Наискось широкого стола розовели и янтарились белорыбьи и осетровые балыки. Чернелась в серебряных ведрах, в кольце прозрачного льда, стерляжья мелкая икра, высилась над краями горкой темная осетровая и крупная, зернышко к зернышку, белужья. Ароматная паюсная, мартовская, с Сальянских промыслов, пухла на серебряных блюдах; далее сухая мешочная — тонким ножом пополам каждая икринка режется — высилась, сохраняя форму мешков, а лучшая в мире паюсная икра с особым землистым ароматом, ачуевская — кучугур, стояла огромными глыбами на блюдах...
...Вдруг занавес ложи открылся и из нее, до солнечного блеска освещенной внутри, грянула разудалая песня:

Гайда, тройка, снег пушистый,
Ночь морозная кругом...

Публика сразу пришла в себя, увидав в ложе хор яровских певиц в белых платьях».
Так безудержно, вкусно, со смаком описывается открытие «храма обжорства», знаменитого магазина Елисеева («История двух домов»).
А как выглядела питерская баня, «обыкновенная, которая в гривенник», где так и не удалось помыться герою Зощенко? А что входило в комплексный обед в студенческой столовой году эдак в восьмидесятом?..
Для современного историка важнее мемуаров императора записки наполеоновского солдата. Но кого интересовали его мнения в начале позапрошлого века?!
Предмет Гиляровского, — скажет тот же историк, — история повседневности.
Каждой эпохе нужен свой Гиляровский, да не каждой эпохе он достается.
Удача автора «Москвы и москвичей» связана еще с одним обстоятельством.
Для историков литературы стало привычным понятие петербургский текст (придуманное и обоснованное В. Н. Топоровым). Это «некий синтетический сверхтекст, с которым связываются высшие смыслы и цели». Другими словами, это совокупность текстов, в которых создается не эмпирический, а символический образ города — миф о Петербурге.
Петербургский текст был создан уже в девятнадцатом веке — Пушкиным, Гоголем, Достоевским, позднее — Андреем Белым, Блоком, Ахматовой и Мандельштамом. Очерковые и краеведческие работы о Петербурге выглядели на этом фоне глубокой периферией.
Московского текста, хотя бы отчасти конкурирующего с петербургским, русская литература тогда еще не создала. Книга «Москва и москвичи» временно исполняла его обязанности.
А потом появился Булгаков с «Мастером и Маргаритой»... На границах истории повседневности вырос московский миф.
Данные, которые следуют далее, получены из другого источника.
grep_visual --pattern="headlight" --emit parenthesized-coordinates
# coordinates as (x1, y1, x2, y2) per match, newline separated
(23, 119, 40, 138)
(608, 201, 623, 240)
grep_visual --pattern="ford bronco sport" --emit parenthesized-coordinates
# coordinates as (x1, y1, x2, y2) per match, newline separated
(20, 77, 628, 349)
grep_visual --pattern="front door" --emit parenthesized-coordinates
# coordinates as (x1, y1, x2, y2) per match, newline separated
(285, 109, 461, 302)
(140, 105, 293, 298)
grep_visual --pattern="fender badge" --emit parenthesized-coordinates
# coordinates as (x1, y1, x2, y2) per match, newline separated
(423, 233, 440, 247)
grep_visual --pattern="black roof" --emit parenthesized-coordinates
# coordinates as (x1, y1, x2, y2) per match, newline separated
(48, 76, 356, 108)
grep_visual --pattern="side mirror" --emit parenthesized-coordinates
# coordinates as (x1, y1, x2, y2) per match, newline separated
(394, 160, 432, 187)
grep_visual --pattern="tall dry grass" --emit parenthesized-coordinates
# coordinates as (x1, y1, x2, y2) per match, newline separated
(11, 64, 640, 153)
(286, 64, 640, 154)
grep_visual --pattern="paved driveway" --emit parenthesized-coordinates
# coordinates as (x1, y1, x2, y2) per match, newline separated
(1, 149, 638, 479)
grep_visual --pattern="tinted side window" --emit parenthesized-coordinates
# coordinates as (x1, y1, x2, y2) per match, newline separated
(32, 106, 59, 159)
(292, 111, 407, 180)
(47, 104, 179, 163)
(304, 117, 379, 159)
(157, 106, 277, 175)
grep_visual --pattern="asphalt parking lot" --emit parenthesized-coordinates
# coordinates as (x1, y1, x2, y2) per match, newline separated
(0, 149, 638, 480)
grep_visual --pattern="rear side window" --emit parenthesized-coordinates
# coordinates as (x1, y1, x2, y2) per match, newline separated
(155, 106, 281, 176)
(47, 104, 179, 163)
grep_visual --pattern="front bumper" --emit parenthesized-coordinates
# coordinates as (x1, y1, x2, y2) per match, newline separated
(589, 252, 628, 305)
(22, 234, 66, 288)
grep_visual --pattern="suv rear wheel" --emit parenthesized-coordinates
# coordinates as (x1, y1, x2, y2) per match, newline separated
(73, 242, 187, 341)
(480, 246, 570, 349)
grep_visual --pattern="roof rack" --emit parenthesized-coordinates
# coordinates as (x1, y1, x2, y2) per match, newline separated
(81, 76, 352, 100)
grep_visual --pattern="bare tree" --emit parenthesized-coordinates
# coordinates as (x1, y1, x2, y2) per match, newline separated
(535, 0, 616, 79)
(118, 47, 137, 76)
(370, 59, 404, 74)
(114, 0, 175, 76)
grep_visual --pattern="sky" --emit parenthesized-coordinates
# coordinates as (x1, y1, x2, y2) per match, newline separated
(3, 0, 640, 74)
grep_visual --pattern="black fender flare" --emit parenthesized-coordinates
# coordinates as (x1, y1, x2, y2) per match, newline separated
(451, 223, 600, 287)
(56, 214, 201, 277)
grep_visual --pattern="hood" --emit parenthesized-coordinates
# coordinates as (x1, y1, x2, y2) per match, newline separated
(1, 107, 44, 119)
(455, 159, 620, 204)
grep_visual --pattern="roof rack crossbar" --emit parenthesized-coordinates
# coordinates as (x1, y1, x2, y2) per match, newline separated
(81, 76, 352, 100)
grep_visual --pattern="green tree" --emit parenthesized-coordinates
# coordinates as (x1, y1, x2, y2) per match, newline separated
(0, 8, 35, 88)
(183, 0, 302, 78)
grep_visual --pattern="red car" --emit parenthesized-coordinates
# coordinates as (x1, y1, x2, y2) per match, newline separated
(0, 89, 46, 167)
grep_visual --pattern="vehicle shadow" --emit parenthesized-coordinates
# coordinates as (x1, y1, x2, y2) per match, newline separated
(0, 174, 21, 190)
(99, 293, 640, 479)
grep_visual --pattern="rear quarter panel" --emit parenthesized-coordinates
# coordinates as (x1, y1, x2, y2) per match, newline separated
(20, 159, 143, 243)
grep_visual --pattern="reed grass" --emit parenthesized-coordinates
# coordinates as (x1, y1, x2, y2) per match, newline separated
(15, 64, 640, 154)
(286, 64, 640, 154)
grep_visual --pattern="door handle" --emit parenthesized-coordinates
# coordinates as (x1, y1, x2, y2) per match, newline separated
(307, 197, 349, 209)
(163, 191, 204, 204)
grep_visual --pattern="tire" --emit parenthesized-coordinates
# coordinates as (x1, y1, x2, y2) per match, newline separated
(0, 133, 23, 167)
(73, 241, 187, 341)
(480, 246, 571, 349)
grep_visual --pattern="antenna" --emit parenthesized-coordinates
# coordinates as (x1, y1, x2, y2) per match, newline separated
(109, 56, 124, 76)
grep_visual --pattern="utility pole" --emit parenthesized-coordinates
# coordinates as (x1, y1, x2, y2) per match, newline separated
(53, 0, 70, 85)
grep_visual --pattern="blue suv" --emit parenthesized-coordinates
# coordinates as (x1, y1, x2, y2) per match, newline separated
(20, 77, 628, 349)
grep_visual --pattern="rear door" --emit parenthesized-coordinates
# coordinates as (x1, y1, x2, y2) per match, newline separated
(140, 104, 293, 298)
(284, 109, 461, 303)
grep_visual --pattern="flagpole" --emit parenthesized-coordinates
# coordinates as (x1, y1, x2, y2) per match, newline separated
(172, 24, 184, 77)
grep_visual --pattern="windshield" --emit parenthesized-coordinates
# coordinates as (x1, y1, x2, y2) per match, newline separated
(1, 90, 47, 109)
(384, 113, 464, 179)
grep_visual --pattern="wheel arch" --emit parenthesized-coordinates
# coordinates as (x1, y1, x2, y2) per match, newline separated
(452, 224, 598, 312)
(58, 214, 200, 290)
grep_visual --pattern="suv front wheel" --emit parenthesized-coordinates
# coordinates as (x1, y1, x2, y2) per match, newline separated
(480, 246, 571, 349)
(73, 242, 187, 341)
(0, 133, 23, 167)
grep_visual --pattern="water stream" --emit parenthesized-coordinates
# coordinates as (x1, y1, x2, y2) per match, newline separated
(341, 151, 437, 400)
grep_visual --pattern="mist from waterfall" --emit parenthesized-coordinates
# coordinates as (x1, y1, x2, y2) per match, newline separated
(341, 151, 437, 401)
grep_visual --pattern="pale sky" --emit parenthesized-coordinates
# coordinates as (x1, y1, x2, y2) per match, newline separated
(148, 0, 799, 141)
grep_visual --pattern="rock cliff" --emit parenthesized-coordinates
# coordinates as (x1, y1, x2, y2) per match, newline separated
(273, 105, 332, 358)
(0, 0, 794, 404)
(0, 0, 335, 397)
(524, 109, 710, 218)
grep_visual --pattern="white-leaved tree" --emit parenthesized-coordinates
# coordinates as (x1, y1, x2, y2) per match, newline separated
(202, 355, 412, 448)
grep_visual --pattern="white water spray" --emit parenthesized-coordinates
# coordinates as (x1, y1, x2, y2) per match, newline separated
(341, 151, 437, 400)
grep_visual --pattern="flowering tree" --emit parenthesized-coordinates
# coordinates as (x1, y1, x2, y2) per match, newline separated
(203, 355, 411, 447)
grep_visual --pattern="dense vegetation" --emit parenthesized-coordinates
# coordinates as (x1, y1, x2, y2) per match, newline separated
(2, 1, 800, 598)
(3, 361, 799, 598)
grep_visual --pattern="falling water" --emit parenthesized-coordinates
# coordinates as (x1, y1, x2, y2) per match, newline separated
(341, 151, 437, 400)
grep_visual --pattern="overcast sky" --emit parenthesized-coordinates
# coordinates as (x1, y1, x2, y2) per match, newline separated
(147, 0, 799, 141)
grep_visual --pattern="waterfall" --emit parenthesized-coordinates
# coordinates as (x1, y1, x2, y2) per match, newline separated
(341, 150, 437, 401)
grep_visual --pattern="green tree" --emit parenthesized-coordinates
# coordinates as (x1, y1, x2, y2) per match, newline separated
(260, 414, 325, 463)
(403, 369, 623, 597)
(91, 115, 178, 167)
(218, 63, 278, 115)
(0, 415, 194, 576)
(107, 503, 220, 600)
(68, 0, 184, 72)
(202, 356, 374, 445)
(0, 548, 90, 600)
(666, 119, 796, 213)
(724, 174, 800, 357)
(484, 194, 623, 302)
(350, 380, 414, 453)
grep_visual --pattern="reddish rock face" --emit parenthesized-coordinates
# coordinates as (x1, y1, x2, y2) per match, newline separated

Он не отменил картины Гиляровского и иных мемуаристов-летописцев, но обозначил их подлинное место.
В редакции, подготовленной самим Гиляровским, «Москва и москвичи» оканчивалась главой «Олсуфьевская крепость» — описанием огромного доходного дома Олсуфьева на Тверской, Москвы в Москве, где жили поколениями, работали, пили, гуляли в праздники, танцевали на балах. Книга завершалась обычной для Гиляровского топографической горизонталью: вот еще один примечательный московский адрес, еще несколько картинок минувшего.
Гиляровский, как уже сказано, написал еще несколько фрагментов, которые составители добавили в последующие издания. Обычно в конце книжки ставили главу «На моих глазах», высветляя замысел старика Гиляя и приближая его к современности тридцатых годов. У подъезда вокзала автор садится в открытый автомобиль, мчится по шумной Тверской, Садовой, Цветному бульвару, Петровке, в очередной раз вспоминает историю этих мест. Прошлое во всех отношениях проигрывает настоящему: вместо пыльного булыжника — прекрасные мостовые, вместо возов с овощами, дровами и самоварным углем — чудный сквер с ажурной решеткой, вместо маленьких садиков с калитками на запоре — широкие аллеи для пешеходов, залитые асфальтом, вместо змея с трещоткой в небе — три аэроплана.
Путешествие заканчивается на Театральной площади, практически в той же точке, где начинался рассказ о Москве и москвичах. «Огибаем Большой театр и Свердловский сквер по проезду Театральной площади, едем на широкую, прямо-таки языком вылизанную Охотнорядскую площадь. Несутся автомобили, трамваи, катятся толстые автобусы.
Где же Охотный ряд? »
Простодушный дядя Гиляй вряд ли предполагал такой эффект, но эта концовка вдруг приобретает символическую многозначность. Последний вопрос, кажется, выражает восхищение новой Москвой. Но он может быть понят по-другому: как лирический вздох о той, ушедшей, Москве, где в небе парили бумажные змеи с трещоткой.
Нет прежнего Охотного ряда, и не будет его никогда…
«У бродяги мемуаров нет – есть клочок жизни. Клочок там, клочок тут, связи не ищи… Бродяжническую жизнь моей юности я сменил на обязанности летучего корреспондента и вездесущего столичного репортера. Днем завтракаешь в «Эрмитаже», ночью, добывая материал, бродишь по притонам Хитрова рынка. Сегодня по поручению редакции на генерал-губернаторском рауте пьешь шампанское, а завтра – едешь осматривать задонские зимовники, занесенные снегом табуны… И так проходила в этих непрерывных метаниях вся жизнь – без остановки на одном месте. Все свои, все друзья, хотя я не принадлежал ни к одной компании, ни к одной партии… У репортера тех дней не было прочных привязанностей, не могло быть…» (очерк о Чехове).
Благодаря цельности его натуры клочки жизни бродяги Гиляя все-таки сложились в мозаику старой, ушедшей Москвы.
История повседневности без этой книги оказывается неполной.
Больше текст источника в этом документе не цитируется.